Henrique Ruivo
(Português - Borba, (1935-2020)Boato
Obra gráfica e pintura
20 de Abril – 18 Maio de 2024
Este ano celebramos o 25 de Abril e os 50 anos do começo da vida democrática no nosso pais. A exposição Boato, de Henrique Ruivo, integra as comemorações desse momento fundador, na Tinta nos Nervos.
Nascido em plena ditadura, no Alentejo, Henrique Ruivo (1935-2020) deu voz no seu trabalho gráfico e plástico ao combate pela liberdade, à resistência e à aspiração por dias melhores.
Os trabalhos aqui reunidos datam sobretudo da década de 1970, com particular incidência nos anos posteriores à revolução, quando pintura e obra gráfica se contaminaram, influenciaram e criaram territórios de leitura e pesquisa comuns, para lá de especificidades disciplinares e dos contextos para que foram produzidas.
Mostram-se projectos gráficos realizados em diferentes contextos (da pesquisa artística à intervenção, à contestação) e em diversos suportes - Ilustração, Cartoon político, Caricatura, Propostas gráficas para Jornais, Revistas, Livros (capas para múltiplas editoras), Autocolantes, Capas de discos, Cartazes, Serigrafias, Pintura. A maior parte dos originais de desenho são inéditos, muitos produzidos no âmbito da sua participação activa na redação e composição da revista Seara Nova, e as pinturas e esculturas raramente vistas após o contexto expositivo original.
Num discurso autoral em que o humor é quase sempre pedra de toque, sátira e critica mais aguerrida caminham sempre de mãos dadas com uma transbordante alegria de poder participar nos dias da revolução.

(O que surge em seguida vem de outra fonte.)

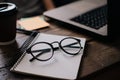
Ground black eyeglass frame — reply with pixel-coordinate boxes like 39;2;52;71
26;37;83;62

O percurso inicia-se com a publicação autoeditada O Cacete, de 1969, de que se mostram desenhos e matrizes originais. Impresso em Roma, onde o artista vive exilado de 1962 a 1974, o 1º numero do jornal teve uma tiragem de centenas de exemplares, distribuídos clandestinamente por vários núcleos de resistentes antifascistas em Itália, França, Inglaterra, Argélia e Portugal.
Cívica e politicamente empenhado, Henrique Ruivo é um artista comprometido com a causa da liberdade (contra a censura, contra a repressão), em acções clandestinas, primeiro, em iniciativas diversas, nos anos posteriores a Abril de 1974, integrando com entusiasmo muitas acções culturais do M.F.A. (Movimento das Forças Armadas). Dirá numa entrevista, em 1968 que “A elaboração artística deve realizar-se em completa liberdade. A possibilidade de experiência e de linguagem deve ser total. Só assim a arte se enriquecerá de descobertas e fugirá aos academismos estéreis. E é também assim que ela cumprirá toda a sua função revolucionária. O facto de a criação artística dever ser livre e autónoma não exime o artista da sua luta, como homem politico, na sociedade em que está enquadrado.”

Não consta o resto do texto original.